A2. Thank you for your thoughtful comment regarding the methodological novelty of our work. We would like to clarify the substantive contributions of CKA-RL beyond its conceptual inspiration from model editing techniques.

• Acknowledgment of Inspiration. You are correct that our knowledge vector concept is inspired by prior work in model editing and task arithmetic, as explicitly acknowledged in Section 4.1 of our paper.
• Fundamental Novelty in CRL Context. The core contribution of CKA-RL lies not merely in applying this concept to continual reinforcement learning, but in developing a complete framework specifically designed for the unique challenges of CRL.
  • Dynamic Knowledge Adaptation Mechanism Unlike static model merging approaches in supervised learning that typically combine pre-trained models with fixed weights, our Continual Knowledge Adaptation strategy dynamically determines how to utilize historical knowledge through learnable adaptation factors. This allows the agent to flexibly select and weight relevant knowledge based on the current task, which is critical in non-stationary RL environments where task relationships are complex and evolving.
  • Adaptive Knowledge Merging for CRL. Our merging mechanism (Eqn. (8)) is specifically designed for the sequential nature of continual RL, where tasks arrive sequentially rather than simultaneously. The similarity metric and merging strategy we propose are tailored to the unique characteristics of RL knowledge transfer, considering both parameter similarity and performance impact.

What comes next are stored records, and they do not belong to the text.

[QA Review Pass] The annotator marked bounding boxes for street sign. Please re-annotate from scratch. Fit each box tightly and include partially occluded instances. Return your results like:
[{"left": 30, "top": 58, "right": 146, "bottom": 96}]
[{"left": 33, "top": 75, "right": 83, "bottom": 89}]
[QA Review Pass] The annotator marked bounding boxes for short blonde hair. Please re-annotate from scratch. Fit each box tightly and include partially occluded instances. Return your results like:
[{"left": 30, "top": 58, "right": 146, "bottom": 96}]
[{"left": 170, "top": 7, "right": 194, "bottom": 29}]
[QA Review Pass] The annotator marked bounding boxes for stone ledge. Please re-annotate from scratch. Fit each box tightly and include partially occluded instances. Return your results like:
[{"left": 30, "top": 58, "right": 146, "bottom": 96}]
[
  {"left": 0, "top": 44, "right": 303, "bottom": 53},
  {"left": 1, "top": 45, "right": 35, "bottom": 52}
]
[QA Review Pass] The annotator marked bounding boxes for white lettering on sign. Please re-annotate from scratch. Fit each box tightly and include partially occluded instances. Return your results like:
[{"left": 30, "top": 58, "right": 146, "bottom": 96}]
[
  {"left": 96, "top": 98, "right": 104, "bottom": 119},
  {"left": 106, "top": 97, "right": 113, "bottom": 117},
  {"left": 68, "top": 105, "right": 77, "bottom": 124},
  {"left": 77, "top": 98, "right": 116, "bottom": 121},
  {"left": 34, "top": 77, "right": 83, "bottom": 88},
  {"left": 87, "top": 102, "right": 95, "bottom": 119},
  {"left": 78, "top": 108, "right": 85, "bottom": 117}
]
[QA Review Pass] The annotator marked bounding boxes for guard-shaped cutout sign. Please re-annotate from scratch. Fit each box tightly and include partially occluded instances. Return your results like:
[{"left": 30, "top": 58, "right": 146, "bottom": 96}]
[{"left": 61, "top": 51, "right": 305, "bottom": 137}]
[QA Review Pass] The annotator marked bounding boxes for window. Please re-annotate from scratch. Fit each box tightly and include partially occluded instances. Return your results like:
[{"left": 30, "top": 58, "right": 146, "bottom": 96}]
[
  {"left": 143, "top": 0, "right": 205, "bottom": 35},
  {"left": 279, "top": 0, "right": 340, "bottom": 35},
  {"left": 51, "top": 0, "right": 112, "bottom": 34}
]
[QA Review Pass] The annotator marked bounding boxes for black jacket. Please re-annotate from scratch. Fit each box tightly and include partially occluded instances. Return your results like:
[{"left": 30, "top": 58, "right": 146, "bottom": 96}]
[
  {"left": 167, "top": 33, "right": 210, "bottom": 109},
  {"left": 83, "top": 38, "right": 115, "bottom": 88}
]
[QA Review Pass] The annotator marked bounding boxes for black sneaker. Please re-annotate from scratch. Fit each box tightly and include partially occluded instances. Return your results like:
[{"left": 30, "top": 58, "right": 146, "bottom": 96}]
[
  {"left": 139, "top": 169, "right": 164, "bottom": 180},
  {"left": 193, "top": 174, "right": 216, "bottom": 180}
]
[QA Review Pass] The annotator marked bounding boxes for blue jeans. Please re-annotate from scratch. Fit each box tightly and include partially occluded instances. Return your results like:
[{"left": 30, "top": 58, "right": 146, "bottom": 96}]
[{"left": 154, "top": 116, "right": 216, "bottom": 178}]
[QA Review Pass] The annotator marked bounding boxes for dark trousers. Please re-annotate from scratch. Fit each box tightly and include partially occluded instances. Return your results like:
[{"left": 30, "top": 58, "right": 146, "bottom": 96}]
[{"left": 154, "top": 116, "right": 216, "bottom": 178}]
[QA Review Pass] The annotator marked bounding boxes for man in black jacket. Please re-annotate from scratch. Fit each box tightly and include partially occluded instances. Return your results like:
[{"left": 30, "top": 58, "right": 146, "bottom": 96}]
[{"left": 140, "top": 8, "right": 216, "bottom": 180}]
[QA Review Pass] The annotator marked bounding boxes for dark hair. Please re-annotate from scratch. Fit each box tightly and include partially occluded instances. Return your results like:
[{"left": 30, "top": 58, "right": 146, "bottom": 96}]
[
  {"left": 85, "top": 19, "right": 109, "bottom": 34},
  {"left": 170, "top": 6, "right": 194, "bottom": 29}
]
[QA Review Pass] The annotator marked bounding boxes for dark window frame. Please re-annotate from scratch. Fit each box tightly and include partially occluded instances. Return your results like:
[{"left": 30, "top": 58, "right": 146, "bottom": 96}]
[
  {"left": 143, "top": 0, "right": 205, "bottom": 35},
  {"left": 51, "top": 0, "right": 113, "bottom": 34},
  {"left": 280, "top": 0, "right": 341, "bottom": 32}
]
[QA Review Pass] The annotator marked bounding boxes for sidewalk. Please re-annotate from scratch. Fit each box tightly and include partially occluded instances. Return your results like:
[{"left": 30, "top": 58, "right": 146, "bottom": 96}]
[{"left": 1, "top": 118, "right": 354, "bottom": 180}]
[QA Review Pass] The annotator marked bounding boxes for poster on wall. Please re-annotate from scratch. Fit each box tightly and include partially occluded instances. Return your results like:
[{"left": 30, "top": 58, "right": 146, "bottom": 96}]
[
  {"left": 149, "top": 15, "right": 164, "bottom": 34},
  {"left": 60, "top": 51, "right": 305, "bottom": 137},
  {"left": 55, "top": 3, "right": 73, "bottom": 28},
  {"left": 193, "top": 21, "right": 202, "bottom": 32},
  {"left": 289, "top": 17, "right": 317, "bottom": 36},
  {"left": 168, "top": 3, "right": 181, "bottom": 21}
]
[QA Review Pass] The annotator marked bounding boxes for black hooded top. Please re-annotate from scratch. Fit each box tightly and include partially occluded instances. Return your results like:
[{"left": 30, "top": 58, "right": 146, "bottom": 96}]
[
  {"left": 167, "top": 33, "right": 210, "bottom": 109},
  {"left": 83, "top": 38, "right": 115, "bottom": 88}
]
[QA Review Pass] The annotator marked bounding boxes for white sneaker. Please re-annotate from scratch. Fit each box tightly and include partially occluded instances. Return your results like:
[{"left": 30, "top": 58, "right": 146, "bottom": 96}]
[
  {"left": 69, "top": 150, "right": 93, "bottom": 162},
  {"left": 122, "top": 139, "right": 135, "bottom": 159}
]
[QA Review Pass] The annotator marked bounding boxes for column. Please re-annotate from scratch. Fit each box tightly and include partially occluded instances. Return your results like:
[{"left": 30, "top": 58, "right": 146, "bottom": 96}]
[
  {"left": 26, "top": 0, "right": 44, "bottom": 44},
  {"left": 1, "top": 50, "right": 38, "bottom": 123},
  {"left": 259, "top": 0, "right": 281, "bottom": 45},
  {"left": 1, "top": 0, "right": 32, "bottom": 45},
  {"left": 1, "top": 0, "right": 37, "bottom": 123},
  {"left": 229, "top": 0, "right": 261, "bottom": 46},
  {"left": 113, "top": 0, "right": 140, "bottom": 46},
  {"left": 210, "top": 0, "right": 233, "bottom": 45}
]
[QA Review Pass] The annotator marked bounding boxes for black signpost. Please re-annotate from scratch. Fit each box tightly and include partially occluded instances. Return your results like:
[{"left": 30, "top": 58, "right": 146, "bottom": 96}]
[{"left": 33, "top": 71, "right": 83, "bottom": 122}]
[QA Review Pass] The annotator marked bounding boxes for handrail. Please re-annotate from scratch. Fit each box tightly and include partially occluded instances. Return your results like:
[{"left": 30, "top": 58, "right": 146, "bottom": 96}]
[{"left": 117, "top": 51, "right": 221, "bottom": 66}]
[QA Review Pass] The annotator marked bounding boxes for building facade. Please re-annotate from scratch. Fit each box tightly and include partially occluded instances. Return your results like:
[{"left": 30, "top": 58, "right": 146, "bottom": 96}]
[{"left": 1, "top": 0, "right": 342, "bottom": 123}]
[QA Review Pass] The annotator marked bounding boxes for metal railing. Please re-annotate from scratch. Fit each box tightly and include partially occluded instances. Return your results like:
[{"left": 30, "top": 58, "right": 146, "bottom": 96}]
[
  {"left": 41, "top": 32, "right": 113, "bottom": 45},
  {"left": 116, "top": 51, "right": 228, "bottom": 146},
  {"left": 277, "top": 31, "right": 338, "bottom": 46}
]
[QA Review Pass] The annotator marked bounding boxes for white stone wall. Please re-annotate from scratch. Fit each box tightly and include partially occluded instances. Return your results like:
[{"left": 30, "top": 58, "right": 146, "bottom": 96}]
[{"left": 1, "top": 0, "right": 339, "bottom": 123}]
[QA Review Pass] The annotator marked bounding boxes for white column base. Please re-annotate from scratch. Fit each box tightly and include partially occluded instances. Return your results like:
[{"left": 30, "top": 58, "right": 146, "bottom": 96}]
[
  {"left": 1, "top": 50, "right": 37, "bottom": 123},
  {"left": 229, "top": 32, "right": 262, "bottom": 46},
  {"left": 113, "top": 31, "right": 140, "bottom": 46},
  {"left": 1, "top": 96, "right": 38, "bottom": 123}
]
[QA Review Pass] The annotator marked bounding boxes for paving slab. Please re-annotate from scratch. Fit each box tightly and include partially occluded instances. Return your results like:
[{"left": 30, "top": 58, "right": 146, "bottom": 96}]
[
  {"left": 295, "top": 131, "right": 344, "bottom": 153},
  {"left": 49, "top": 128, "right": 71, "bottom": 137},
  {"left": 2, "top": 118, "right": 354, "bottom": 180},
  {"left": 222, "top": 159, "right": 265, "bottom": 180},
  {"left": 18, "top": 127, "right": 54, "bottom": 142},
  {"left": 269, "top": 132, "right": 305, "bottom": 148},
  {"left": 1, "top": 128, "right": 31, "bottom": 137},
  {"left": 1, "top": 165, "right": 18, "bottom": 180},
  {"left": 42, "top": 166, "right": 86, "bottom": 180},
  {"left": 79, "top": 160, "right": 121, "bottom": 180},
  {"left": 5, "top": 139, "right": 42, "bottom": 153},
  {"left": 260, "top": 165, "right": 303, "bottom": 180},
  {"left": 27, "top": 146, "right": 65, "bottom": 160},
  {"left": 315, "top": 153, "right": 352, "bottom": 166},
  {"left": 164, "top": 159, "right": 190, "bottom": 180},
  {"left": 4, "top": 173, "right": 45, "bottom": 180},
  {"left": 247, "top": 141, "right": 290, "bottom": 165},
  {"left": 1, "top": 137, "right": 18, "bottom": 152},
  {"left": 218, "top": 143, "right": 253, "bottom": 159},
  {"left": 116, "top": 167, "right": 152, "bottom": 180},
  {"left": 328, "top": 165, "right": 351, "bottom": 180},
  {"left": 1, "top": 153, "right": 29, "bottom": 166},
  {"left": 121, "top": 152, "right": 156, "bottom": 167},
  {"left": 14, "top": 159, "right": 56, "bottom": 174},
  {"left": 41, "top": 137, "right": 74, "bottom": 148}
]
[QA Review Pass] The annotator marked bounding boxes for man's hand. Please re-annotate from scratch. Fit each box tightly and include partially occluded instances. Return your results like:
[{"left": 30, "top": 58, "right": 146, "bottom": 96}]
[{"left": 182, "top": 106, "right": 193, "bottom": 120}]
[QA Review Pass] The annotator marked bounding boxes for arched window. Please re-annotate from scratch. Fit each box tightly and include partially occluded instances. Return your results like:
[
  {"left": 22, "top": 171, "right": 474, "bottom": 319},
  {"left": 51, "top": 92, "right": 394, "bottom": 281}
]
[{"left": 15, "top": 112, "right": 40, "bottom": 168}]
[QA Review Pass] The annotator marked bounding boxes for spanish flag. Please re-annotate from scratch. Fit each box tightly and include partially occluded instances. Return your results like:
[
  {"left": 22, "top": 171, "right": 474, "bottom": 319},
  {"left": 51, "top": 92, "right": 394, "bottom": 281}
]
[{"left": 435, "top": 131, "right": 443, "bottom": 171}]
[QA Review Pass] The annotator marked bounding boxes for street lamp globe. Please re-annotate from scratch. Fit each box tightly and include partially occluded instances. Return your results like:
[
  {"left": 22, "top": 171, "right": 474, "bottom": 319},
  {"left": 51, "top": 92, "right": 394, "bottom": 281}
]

Q3. For related work, could the authors also discuss more recent crl specific papers like 1. Prediction and Control in Continual Reinforcement Learning. Anand et al. 2. Knowledge Retention for Continual Model-Based Reinforcement Learning. Sun et al. etc. ?

A3. Thank you for your valuable suggestion regarding the inclusion of more recent CRL-specific papers in our related work section. We appreciate this insightful observation and will incorporate these important works in our revision. Below is our detailed response:

• Inclusion of Suggested Works. We sincerely thank you for bringing "Prediction and Control in Continual Reinforcement Learning" by Anand et al. and "Knowledge Retention for Continual Model-Based Reinforcement Learning" by Sun et al. to our attention. These represent significant recent contributions to the CRL field that were inadvertently omitted from our initial submission.
• Comparison with Anand et al.'s Work. Anand et al. propose decomposing the value function into permanent and transient components that update at different timescales. While their approach shares conceptual similarities with our work in addressing the stability-plasticity dilemma, there are fundamental differences: Anand et al. focus on value function estimation, while CKA-RL operates directly on policy parameters. Our knowledge vector approach decomposes policy parameters into stable base weights ($θ_{base}$) and task-specific knowledge vectors ($v_i$), rather than manipulating value functions.
• Relationship to Sun et al.'s DRAGO. Sun et al.'s DRAGO framework introduces innovative mechanisms for knowledge retention in model-based CRL. While highly relevant, our approach differs in scope aspects: DRAGO specifically targets model-based RL where tasks share state spaces and dynamics but differ in rewards, while CKA-RL is designed for both model-free and model-based settings with broader applicability across diverse task distributions.

---

We sincerely hope our clarifications above have addressed your concerns. We would be grateful if you could kindly reconsider the evaluation of our paper.